NZ dollar rises as US dollar falls

8:31 am on 20 March 2009

The New Zealand dollar rose by nearly 3 cents in the past 24 hours, to almost 56 US cents.

The kiwi rose by 1.5 cents to a two-month high after the US Federal Reserve decided on Wednesday (local time) to pump an extra $US1 2 trillion into the financial system.

That included purchases of $US300 billion worth of US Treasury bonds - the first time the Fed has done that since the 1960s.

The US dollar has fallen against all major currencies. It is down by fell 3.8% against the euro and by 3.6% against the pound. The BBC reports it also declined against the yen, the Norwegian krone, the Australian dollar and the Brazilian real.

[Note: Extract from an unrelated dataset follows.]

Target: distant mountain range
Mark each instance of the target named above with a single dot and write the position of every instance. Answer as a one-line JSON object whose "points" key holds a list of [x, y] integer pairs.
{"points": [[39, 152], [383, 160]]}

The New Zealand dollar's rise continued on Thursday night. At 6.30am on Friday, it was trading at 55.83 US cents.

ANZ National Bank chief economist Cameron Bagrie says the fed's move has wider implications for New Zealand markets at a time when the country needs a weaker currency to absorb shocks from the global financial crisis.

Further cut in OCR expected

Mr Bagrie now expects the Official Cash Rate to drop to 2% - 50 basis points further than the Reserve Bank indicated in its latest review issued on 12 March.

At 8.20am on Friday: the New Zealand dollar was trading at 54.38 US cents, 80.29 Australian cents, 38.12 pence, 52.22 yen and 0.4035 euro. The Trade Weighted Index was at 54.36.